9. Un proceso de acuerdo con la reivindicación 7 o la reivindicación 8, donde: (i) el proceso comprende además una etapa de rellenar un recipiente con la solución irradiada con UVC de la reivindicación 7 o la preparación de anticuerpos de la reivindicación 8 en condiciones estériles; y/o (ii) la solución irradiada con UVC de la reivindicación 7 o la preparación de anticuerpos de la reivindicación 8 tiene una actividad proteolítica de menos de 8U/l; y/o (iii) el proceso proporciona una eliminación mayor de 3 log10 de virus sin envoltura.

10. Una preparación de anticuerpos que comprende inmunoglobulinas que se pueden obtener preferentemente mediante el proceso de la reivindicación 8 o la reivindicación 9, donde preferentemente al menos un 15 % de las inmunoglobulinas totales son IgM.

11. Una preparación de anticuerpos que comprende inmunoglobulinas IgG, IgA e IgM, donde al menos un 15 % de las inmunoglobulinas totales son IgM, donde la preparación de anticuerpos es segura contra virus con respecto a los virus con envoltura y sin envoltura, tiene una actividad anticomplementaria de ≤ 1 CH 50/mg de proteína, y es estable en forma líquida durante al menos 6 meses cuando se almacena de 2 a 8 ºC.

12. Una preparación de anticuerpos de acuerdo con la reivindicación 11, que tiene una actividad proteolítica inferior a 8 U/l.

13. Una preparación de anticuerpos de acuerdo con una cualquiera de las reivindicaciones 10 a 12, donde: (i) la preparación comprende al menos 20 % de IgM y preferentemente de 20 % a 30 % de IgM; y/o (ii) la preparación comprende además un agente estabilizante, preferentemente donde el agente estabilizante es glicina; y/o (iii) donde la preparación es estable durante al menos 2 años cuando se almacena de 2 a 8 ºC; y/o (iv) donde las inmunoglobulinas no están químicamente modificadas, o donde la preparación no se ha tratado durante su proceso con ß-propiolactona o con una proteasa añadida, tal como pepsina.

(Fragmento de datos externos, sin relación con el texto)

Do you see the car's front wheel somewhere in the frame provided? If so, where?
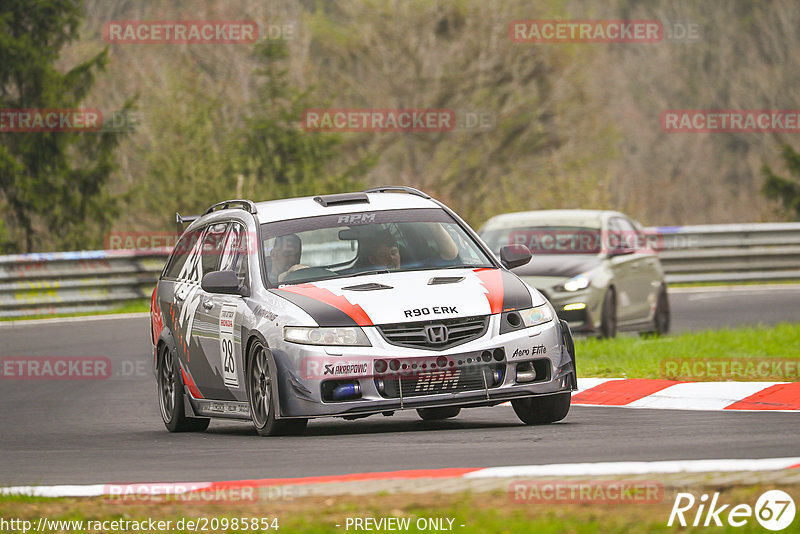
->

14. Una composición de inmunoglobulina que contiene IgM que se puede obtener mediante el método de una cualquiera de las reivindicaciones 1 a 3.

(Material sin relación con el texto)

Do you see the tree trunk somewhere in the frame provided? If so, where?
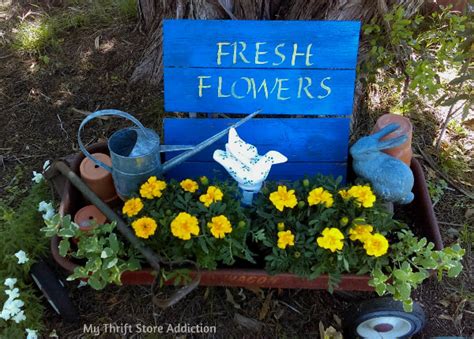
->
[131,0,424,86]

15. Una preparación de anticuerpos de acuerdo con una cualquiera de las reivindicaciones 10 a 13 para su uso en medicina.

16. Una preparación de anticuerpos de acuerdo con la reivindicación 15 para su uso en el tratamiento de trastornos inmunes o de infecciones bacterianas, preferentemente donde el trastorno inmune es un trastorno por deficiencia en IgM.

17. Uso de una preparación de anticuerpos de acuerdo con una cualquiera de las reivindicaciones 10 a 13 en la fabricación de un medicamento para el tratamiento de trastornos inmunológicos e infecciones bacterianas.